青森県、高卒者の就職内定率が回復


 この数年、高校生の就職内定率は全国的に軒並み下がっています。これは高卒者を多く受け入れる工場が海外へ移転するなど産業の空洞化が原因だと見られています。

 

 そんな中、青森県内の新規高卒者の就職内定率は2月末現在で89・2%となり昨年同月比よりも4.8ポイント増加となりました。求人倍率も1.25倍と好調です。

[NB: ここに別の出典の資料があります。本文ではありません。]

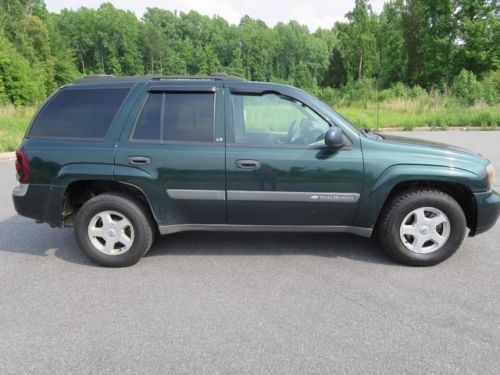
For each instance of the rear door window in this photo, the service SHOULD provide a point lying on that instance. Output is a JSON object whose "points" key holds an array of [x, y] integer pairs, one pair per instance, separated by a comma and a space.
{"points": [[176, 117], [83, 113]]}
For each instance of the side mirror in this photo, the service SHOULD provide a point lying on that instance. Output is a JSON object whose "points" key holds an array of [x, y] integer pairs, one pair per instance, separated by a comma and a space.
{"points": [[334, 138]]}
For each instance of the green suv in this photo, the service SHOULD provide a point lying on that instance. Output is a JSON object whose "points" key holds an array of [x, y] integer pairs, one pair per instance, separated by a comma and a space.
{"points": [[121, 159]]}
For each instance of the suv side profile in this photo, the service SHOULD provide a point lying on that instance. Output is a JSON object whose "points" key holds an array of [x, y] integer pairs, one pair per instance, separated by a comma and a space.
{"points": [[121, 159]]}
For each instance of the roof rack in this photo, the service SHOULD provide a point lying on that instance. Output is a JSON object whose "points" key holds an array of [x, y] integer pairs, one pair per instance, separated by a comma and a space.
{"points": [[112, 78]]}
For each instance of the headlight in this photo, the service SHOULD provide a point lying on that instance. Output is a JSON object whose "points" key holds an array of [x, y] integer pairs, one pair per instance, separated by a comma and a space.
{"points": [[490, 172]]}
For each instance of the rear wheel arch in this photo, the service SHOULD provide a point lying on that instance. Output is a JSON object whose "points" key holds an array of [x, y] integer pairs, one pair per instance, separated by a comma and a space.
{"points": [[77, 193]]}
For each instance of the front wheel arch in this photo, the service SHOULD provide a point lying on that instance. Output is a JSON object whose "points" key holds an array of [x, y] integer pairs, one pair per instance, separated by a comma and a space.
{"points": [[461, 193]]}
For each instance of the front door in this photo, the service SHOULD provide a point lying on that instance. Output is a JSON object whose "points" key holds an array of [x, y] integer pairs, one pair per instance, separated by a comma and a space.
{"points": [[279, 171], [174, 152]]}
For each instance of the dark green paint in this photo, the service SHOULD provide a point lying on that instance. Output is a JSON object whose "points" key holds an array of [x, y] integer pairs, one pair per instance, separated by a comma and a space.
{"points": [[369, 166]]}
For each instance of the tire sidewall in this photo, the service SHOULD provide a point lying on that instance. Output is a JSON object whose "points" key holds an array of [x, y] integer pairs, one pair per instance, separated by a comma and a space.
{"points": [[457, 228], [92, 208]]}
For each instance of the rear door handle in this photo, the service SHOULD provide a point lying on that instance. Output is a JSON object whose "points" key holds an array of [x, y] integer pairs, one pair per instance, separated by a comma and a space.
{"points": [[247, 164], [139, 160]]}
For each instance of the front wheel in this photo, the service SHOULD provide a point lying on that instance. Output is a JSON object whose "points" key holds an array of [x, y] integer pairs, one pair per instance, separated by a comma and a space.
{"points": [[113, 230], [421, 227]]}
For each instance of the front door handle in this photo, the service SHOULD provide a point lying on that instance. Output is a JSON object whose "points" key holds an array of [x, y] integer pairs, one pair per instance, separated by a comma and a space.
{"points": [[247, 164], [139, 160]]}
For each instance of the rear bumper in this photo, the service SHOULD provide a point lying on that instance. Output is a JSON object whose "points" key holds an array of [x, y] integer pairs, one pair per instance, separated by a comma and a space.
{"points": [[42, 203], [488, 210]]}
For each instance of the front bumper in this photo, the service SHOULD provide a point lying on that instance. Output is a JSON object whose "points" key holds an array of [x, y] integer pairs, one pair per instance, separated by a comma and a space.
{"points": [[488, 210]]}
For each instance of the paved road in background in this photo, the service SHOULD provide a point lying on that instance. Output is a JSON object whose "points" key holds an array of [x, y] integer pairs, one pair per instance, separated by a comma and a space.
{"points": [[242, 303]]}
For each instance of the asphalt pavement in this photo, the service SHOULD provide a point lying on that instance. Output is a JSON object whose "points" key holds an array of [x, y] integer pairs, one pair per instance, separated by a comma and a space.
{"points": [[240, 303]]}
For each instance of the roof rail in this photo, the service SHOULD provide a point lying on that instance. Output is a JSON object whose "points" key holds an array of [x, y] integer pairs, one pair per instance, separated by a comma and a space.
{"points": [[213, 76], [112, 78]]}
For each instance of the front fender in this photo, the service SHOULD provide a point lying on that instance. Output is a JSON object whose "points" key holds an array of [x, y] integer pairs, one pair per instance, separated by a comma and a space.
{"points": [[377, 188]]}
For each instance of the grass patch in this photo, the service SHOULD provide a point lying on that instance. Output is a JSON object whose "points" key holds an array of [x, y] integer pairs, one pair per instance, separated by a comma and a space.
{"points": [[13, 123], [409, 114], [437, 113]]}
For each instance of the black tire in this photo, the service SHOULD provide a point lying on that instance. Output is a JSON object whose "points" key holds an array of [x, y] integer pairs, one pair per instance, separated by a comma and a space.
{"points": [[131, 210], [388, 228]]}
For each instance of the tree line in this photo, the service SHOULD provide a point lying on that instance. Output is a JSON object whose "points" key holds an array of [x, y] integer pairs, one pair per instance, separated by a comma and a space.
{"points": [[418, 43]]}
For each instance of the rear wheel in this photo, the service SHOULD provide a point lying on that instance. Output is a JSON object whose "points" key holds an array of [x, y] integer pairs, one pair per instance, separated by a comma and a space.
{"points": [[113, 230], [422, 227]]}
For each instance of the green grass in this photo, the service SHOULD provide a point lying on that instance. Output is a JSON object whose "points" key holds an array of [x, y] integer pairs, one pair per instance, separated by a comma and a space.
{"points": [[409, 114], [439, 113], [13, 123]]}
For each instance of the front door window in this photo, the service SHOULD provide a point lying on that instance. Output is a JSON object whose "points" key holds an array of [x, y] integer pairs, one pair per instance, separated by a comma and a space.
{"points": [[272, 119]]}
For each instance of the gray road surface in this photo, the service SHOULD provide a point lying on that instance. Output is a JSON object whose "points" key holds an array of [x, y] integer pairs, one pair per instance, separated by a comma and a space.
{"points": [[242, 303]]}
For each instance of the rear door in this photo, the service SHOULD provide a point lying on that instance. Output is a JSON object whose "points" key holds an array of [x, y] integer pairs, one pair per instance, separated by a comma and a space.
{"points": [[173, 150], [279, 171]]}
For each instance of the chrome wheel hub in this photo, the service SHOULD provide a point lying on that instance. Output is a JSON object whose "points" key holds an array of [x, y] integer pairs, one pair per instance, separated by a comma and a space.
{"points": [[425, 230], [111, 233]]}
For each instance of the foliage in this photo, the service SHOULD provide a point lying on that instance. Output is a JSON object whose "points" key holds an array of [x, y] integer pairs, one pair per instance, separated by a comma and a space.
{"points": [[410, 49]]}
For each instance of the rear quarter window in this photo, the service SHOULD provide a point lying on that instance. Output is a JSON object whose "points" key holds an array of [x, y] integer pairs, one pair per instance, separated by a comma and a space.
{"points": [[82, 113]]}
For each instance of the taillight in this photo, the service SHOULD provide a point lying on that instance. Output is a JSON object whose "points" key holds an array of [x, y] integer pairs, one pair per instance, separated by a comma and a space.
{"points": [[22, 166]]}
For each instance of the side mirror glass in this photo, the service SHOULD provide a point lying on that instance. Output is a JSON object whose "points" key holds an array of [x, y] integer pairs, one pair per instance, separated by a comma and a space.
{"points": [[334, 138]]}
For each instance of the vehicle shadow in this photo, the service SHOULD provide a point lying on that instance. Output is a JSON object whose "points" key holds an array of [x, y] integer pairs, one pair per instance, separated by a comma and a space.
{"points": [[23, 236]]}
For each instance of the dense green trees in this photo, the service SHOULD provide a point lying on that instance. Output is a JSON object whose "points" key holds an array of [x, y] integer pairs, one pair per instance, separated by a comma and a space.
{"points": [[417, 42]]}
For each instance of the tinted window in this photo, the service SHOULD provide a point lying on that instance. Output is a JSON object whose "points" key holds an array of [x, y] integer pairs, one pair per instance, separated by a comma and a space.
{"points": [[79, 113], [189, 117], [273, 120], [149, 122]]}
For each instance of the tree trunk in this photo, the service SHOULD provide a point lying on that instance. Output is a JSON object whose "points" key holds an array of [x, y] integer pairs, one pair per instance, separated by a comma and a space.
{"points": [[360, 68], [102, 60], [83, 64]]}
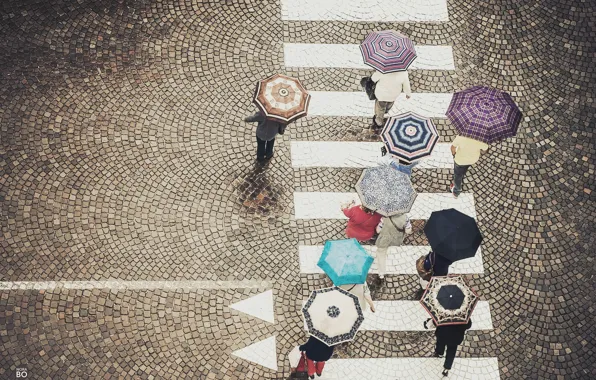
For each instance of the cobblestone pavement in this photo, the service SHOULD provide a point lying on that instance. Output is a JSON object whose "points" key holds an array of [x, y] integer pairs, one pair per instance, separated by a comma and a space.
{"points": [[124, 157]]}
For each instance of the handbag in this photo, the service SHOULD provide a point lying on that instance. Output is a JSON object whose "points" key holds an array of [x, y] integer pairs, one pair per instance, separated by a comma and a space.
{"points": [[423, 273], [369, 87]]}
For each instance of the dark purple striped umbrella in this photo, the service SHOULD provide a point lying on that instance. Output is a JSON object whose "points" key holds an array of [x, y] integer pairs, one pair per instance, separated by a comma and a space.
{"points": [[485, 114], [388, 51]]}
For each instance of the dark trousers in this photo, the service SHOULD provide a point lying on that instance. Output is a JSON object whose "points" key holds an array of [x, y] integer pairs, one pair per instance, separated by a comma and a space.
{"points": [[264, 148], [459, 171], [451, 350]]}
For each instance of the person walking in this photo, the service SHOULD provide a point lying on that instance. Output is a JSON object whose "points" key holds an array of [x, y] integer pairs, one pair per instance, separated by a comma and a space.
{"points": [[392, 231], [466, 152], [317, 353], [449, 336], [362, 222], [361, 291], [388, 87], [267, 130], [434, 265]]}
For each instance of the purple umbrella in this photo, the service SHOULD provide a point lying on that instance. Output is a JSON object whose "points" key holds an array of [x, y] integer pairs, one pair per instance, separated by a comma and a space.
{"points": [[485, 114], [388, 51]]}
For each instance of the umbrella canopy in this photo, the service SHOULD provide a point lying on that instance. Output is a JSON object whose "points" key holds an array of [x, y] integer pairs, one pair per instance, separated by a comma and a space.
{"points": [[388, 51], [386, 190], [453, 234], [282, 98], [409, 136], [449, 300], [485, 114], [332, 315], [345, 261]]}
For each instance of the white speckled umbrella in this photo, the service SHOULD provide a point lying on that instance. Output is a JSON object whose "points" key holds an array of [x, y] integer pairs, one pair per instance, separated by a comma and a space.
{"points": [[386, 190]]}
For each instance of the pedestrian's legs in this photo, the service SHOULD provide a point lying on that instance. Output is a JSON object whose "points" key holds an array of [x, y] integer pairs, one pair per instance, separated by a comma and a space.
{"points": [[260, 149], [319, 368], [459, 171], [451, 350], [440, 347], [310, 367], [382, 257], [269, 149], [381, 108]]}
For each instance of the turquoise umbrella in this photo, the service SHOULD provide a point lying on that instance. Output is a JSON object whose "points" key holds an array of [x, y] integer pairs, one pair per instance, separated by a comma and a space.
{"points": [[345, 261]]}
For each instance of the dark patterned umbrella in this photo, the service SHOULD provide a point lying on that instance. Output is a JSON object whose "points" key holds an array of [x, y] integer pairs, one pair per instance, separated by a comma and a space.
{"points": [[388, 51], [449, 300], [453, 234], [485, 114], [386, 190], [332, 315], [409, 136], [282, 98]]}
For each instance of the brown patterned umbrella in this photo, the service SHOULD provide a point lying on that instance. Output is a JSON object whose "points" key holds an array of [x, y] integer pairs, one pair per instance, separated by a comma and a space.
{"points": [[282, 98]]}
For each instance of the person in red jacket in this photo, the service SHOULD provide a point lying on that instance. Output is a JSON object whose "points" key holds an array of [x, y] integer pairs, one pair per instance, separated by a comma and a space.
{"points": [[362, 222]]}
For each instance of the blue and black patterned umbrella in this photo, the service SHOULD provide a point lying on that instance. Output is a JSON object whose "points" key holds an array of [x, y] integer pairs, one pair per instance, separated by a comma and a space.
{"points": [[409, 136], [332, 315], [386, 190]]}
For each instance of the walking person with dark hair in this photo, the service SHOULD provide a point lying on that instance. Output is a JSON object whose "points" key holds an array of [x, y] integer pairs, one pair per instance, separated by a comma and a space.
{"points": [[267, 130], [449, 336]]}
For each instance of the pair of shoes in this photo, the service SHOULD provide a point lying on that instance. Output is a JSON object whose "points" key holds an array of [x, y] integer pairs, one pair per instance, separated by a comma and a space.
{"points": [[451, 187]]}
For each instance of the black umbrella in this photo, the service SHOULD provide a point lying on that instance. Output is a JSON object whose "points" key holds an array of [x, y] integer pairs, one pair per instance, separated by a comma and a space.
{"points": [[452, 234]]}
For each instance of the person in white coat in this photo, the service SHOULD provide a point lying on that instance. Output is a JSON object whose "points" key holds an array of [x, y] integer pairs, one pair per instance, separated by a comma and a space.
{"points": [[388, 87]]}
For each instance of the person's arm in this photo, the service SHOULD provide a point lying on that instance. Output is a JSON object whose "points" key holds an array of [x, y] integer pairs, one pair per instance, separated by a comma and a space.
{"points": [[407, 87], [258, 116]]}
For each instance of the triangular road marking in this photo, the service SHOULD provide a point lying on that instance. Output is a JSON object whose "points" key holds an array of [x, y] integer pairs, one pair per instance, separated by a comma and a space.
{"points": [[263, 353], [260, 306]]}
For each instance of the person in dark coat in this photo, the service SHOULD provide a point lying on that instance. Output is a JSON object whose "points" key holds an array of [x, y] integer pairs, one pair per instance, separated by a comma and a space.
{"points": [[266, 132], [317, 353], [449, 336]]}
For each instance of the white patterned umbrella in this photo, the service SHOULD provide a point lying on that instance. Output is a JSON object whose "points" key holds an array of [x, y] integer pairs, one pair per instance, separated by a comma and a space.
{"points": [[332, 315], [386, 190], [282, 98]]}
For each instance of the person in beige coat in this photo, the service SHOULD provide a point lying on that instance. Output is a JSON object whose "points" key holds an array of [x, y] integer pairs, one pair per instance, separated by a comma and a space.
{"points": [[392, 233], [388, 87]]}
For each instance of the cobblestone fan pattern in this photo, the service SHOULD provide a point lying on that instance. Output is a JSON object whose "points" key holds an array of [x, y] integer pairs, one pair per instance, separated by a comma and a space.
{"points": [[123, 156]]}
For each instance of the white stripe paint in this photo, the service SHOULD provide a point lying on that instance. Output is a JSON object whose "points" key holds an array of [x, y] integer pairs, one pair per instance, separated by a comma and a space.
{"points": [[410, 369], [326, 205], [365, 10], [400, 260], [337, 103], [349, 56], [354, 154], [133, 285], [410, 316]]}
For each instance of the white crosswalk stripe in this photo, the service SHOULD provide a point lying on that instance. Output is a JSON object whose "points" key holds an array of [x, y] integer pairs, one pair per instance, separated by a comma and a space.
{"points": [[400, 260], [410, 369], [355, 154], [364, 10], [326, 205], [410, 316], [338, 103], [349, 56]]}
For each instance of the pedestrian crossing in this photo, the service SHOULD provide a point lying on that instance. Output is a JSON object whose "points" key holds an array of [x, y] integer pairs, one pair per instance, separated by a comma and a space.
{"points": [[348, 56], [327, 205], [410, 316], [353, 154], [364, 10], [338, 103], [400, 260]]}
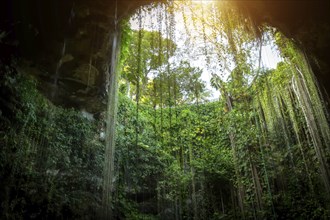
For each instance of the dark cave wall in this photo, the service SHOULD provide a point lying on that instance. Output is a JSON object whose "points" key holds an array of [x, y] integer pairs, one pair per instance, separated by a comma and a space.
{"points": [[35, 31]]}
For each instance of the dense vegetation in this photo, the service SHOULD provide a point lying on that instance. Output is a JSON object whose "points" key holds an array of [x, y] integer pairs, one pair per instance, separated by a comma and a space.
{"points": [[261, 151]]}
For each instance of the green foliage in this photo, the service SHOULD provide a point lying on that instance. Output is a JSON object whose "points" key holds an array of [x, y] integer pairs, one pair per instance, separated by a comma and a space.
{"points": [[51, 158]]}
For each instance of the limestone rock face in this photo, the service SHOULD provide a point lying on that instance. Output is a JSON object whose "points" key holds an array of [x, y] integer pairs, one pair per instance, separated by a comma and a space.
{"points": [[66, 44]]}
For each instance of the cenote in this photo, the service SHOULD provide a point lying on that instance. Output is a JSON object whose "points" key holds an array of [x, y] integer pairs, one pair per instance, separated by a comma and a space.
{"points": [[191, 109]]}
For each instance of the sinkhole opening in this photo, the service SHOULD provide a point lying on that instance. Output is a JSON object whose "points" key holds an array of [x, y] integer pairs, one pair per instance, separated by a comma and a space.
{"points": [[200, 113], [218, 117]]}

理由としては製造業だけでなく、多種多様な幅広い業種からの求人が出たことと、景気の先行きに明るい兆しが見えたため、いままで採用を控え従業員の平均年齢が上がってしまった企業が、従業員の若返りのために高卒者を求人したことが要因と言えます。

 

 今春の就職内定率は、まだリーマンショック前になる1997年の90・8%には戻っていませんが、15年ぶりの高水準となりました。このまま景気が回復すれば来春にはリーマンショック前に戻るかもしれません。

 

 この就職内定率を上げるために青森県では、高校生向けの「就職ハンドブック」をさくせいしたり、企業見学会を開催したり、「インターシップ受け入れ企業」の開拓、県内事業所に求人提出や採用活動の早期取り組をお願いする「求人開拓ローラー作戦」などを展開しました。これらの地道な努力が実を結んだと言えるでしょう。

 

 日本の将来を支える若い人たちが働くチャンスを得るというのは、停滞気味の日本経済界にとても重要なことだと思います。彼らが長い社会人時代にキャリアを積んで日本を引っ張ってくれる人材に育つことを願うばかりです。